Slovak Prime Minister Robert Fico was shot five times on Wednesday, in the worst attack against a European leader in decades. Officials said the act was a politically motivated assassination attempt, fueling fears that Europe's increasingly polarized and vitriolic politics could lead to violence.

Mr Fico, a veteran politician, underwent hours of emergency surgery after being seriously injured in a central Slovakian town. Hospital and government officials said Thursday that Mr. Fico's condition had stabilized overnight but remained serious.

Here's what we know about the shooting.

Videos from the scene indicate that Fico was killed in Banikov Square in the center of Handlova city, where the prime minister had held a government meeting.

The attacker is seen in the videos standing with other people behind a metal barrier before stepping forward and shooting Mr Fico from a few meters away as he came to greet them.

Mr. Fico doubled over and fell backwards onto a bench, and security officers pushed him into a black car. According to Slovakian officials, Mr. Fico was flown to a hospital in Banska Bystrica, a town near Handlova.
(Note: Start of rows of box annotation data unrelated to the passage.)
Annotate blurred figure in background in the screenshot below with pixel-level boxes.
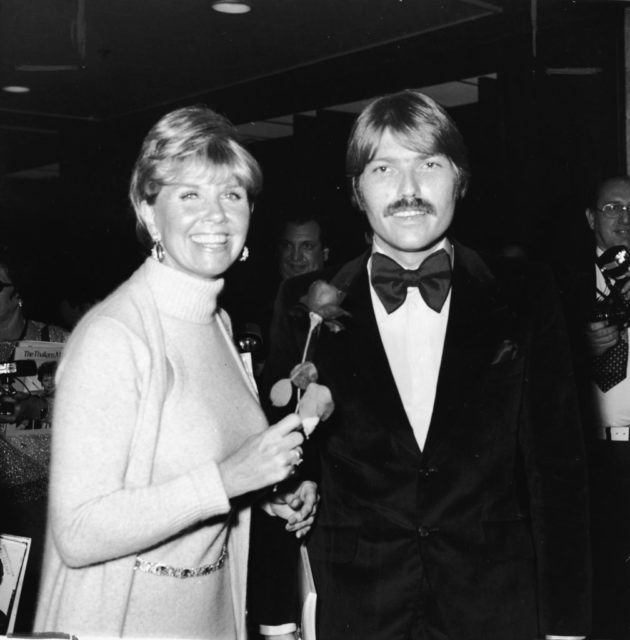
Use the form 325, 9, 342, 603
278, 213, 329, 280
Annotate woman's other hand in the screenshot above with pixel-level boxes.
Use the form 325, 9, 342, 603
219, 413, 304, 498
263, 480, 319, 538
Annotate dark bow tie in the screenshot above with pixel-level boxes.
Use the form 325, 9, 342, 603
371, 249, 451, 313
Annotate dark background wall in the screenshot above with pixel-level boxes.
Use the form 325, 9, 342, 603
0, 3, 626, 328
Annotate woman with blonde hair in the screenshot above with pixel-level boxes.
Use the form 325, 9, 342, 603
35, 107, 313, 640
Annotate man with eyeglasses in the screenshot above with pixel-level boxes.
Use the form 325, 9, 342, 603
586, 176, 630, 640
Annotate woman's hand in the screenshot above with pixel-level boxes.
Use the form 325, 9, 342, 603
263, 480, 319, 538
586, 321, 620, 357
219, 413, 304, 498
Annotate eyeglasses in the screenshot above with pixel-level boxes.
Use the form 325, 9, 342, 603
597, 202, 630, 218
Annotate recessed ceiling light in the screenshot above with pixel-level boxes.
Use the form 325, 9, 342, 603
2, 84, 30, 93
212, 0, 252, 14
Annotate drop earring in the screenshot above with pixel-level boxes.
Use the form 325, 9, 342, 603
151, 238, 164, 262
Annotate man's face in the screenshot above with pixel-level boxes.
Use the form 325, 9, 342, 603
586, 179, 630, 250
356, 130, 458, 268
280, 220, 328, 280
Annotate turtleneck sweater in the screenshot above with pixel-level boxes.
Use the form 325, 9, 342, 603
37, 259, 267, 640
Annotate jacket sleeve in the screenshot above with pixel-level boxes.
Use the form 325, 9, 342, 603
520, 264, 591, 636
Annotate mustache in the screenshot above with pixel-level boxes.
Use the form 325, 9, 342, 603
385, 198, 435, 216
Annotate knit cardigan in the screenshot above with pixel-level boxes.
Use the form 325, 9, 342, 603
34, 263, 257, 640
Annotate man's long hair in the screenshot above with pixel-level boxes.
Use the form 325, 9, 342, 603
346, 89, 470, 204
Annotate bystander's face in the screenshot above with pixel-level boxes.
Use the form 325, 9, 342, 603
586, 178, 630, 250
42, 374, 55, 396
356, 130, 457, 268
141, 161, 250, 279
280, 220, 328, 280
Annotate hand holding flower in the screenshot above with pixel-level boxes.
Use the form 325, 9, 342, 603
270, 280, 350, 437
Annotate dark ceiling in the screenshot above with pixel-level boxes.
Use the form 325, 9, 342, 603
0, 0, 616, 176
0, 0, 504, 124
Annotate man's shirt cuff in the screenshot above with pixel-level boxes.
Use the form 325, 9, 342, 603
258, 622, 297, 636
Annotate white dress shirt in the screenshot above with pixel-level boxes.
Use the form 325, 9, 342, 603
368, 240, 453, 450
593, 247, 630, 427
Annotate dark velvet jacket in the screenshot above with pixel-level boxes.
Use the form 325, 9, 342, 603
253, 243, 590, 640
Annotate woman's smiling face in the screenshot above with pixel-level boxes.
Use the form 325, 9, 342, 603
141, 160, 251, 279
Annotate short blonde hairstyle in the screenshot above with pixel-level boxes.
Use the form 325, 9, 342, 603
129, 106, 262, 247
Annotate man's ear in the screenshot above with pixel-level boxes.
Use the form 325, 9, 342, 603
352, 176, 365, 211
138, 200, 160, 239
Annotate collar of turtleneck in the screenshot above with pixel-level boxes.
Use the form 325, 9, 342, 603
145, 258, 224, 323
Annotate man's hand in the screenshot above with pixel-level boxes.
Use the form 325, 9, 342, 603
586, 322, 630, 357
263, 480, 319, 538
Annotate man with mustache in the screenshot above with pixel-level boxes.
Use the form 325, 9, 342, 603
254, 90, 590, 640
573, 176, 630, 640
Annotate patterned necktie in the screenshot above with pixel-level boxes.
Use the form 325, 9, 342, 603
593, 330, 628, 393
371, 249, 451, 313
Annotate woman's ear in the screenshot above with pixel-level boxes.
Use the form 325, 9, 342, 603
138, 200, 160, 240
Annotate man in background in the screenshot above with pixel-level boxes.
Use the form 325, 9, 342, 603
278, 214, 329, 280
576, 176, 630, 640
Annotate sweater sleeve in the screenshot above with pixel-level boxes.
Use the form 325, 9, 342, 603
49, 317, 230, 567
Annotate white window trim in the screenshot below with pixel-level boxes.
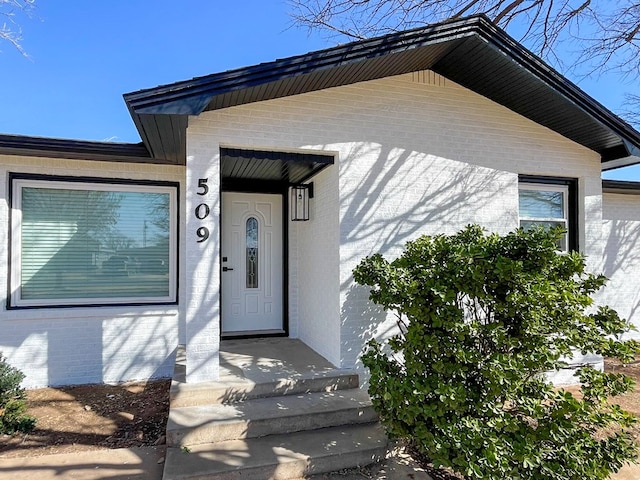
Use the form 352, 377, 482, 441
518, 181, 569, 251
9, 177, 178, 308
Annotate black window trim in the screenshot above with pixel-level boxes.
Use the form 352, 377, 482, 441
518, 174, 580, 252
6, 172, 181, 310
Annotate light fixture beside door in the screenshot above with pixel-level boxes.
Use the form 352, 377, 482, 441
289, 182, 313, 222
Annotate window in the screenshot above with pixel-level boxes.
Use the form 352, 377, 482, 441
518, 176, 577, 252
9, 175, 178, 307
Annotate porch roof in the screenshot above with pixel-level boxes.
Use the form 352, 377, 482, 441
124, 16, 640, 170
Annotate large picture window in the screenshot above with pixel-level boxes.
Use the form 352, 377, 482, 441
9, 175, 177, 307
518, 176, 577, 252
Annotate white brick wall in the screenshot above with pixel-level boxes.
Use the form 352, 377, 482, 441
189, 71, 602, 374
599, 193, 640, 339
0, 156, 184, 387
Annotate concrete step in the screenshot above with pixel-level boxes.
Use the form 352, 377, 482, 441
167, 388, 378, 446
170, 369, 359, 408
163, 424, 387, 480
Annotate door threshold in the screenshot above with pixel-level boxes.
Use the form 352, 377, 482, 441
221, 329, 288, 340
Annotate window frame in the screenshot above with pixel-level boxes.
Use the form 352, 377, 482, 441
7, 173, 180, 310
518, 175, 579, 252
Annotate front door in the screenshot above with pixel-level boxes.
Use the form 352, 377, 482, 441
222, 192, 283, 335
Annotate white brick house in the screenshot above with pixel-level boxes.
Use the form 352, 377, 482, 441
0, 17, 640, 387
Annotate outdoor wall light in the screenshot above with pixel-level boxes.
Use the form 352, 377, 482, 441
290, 182, 313, 222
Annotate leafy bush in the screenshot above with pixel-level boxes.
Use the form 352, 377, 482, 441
0, 353, 36, 434
354, 226, 640, 480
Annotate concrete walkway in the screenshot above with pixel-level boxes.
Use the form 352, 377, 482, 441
0, 447, 165, 480
0, 447, 432, 480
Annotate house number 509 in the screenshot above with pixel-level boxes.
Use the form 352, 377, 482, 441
194, 178, 211, 243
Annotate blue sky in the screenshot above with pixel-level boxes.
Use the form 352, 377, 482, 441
0, 0, 640, 180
Mr. Fico's condition stabilized overnight, and doctors are performing additional procedures in an effort to improve his condition, Deputy Prime Minister Robert Kalinak said Thursday morning outside the hospital where the prime minister is being treated.

Miriam Lapunikova, director of the hospital, said Mr. Fico underwent five hours of surgery for multiple gunshot wounds. She said his condition remained “really very serious” and that he remained in an intensive care unit.

A suspect has been charged with attempted premeditated murder, the country's interior minister said on Thursday, describing the man as a “lone wolf” who became radicalized after last month's presidential election.

Authorities did not name the suspect but said initial evidence showed the act was “clearly” politically motivated. Slovak media described the suspect as a 71-year-old amateur poet.

“For the first time in 31 years of our sovereign democratic republic, it happened that someone decided to express a political opinion not during an election, but with a gun on the street,” wrote Matus Sutaj Estok, Minister of Slovakian interior. .

Slovakia's president, Zuzana Caputova, called the assassination attempt an “attack on democracy.”

In Slovakia, the assassination attempt has heightened polarization and added vitriol to an already divided political landscape, with Fico's allies accusing opponents of having “blood on their hands”. Lubos Blaha, a representative of Fico's party, Smer, said opponents and what he called “the liberal media” had “built a gallows” for the prime minister.

But officials are urging political figures and members of the public to avoid inflammatory rhetoric. Peter Pellegrini, Fico's ally and president-elect of Slovakia, called on all political parties to suspend their campaigns for next month's European Parliament elections – and some have done so.

Abroad, the shooting drew condemnation from world leaders, including Russian President Vladimir V. Putin. Putin praised Fico, who expressed pro-Russian views, and said that “this monstrous crime cannot have any justification.”

Viktor Orban, Hungarian Prime Minister and ally of Fico, said this he was “deeply shocked by the hateful attack on my friend”.

Condemnations also came from the United States and the European Union. President Biden called the attack a “horrific act of violence” and Ursula von der Leyen, president of the European Commission, called it “cowardly” means of social communication.

Ukrainian President Volodymyr Zelensky, who has faced declining support from Slovakia despite having delivered fighter jets to Ukraine when the war began, also condemned the attack.

Fico, who served as prime minister longer than any other Slovak leader, presented himself as a fighter for the common man and an enemy of the liberal elites. Like Hungary's Orban, Fico opposed non-European immigration and aid to Ukraine.

He began his thirty-year political career on the left, but over the years has embraced right-wing political views, as has his party, Smer.

Previously, Fico served as prime minister from 2006 to 2010 and from 2012 to 2018. He was ousted during street protests in 2018 over the killing of a journalist who was investigating government corruption, but was re-elected the year Last year, after a campaign in which he took pro-Russian positions, he promised social conservatism, nationalism and generous welfare programs.

His critics have described some of Fico's plans as attempts to return Slovakia to repressive Soviet times, and have criticized his government's efforts to overhaul state broadcasting to eliminate what they see as liberal biases and limit foreign funding to non-profit organizations. governments that it considers to be foreign agents.

Reporting contribution was provided by Andrea Higgins, Lauren Leatherby, Cassandra Vinograd AND Matthew Mpoke Bigg.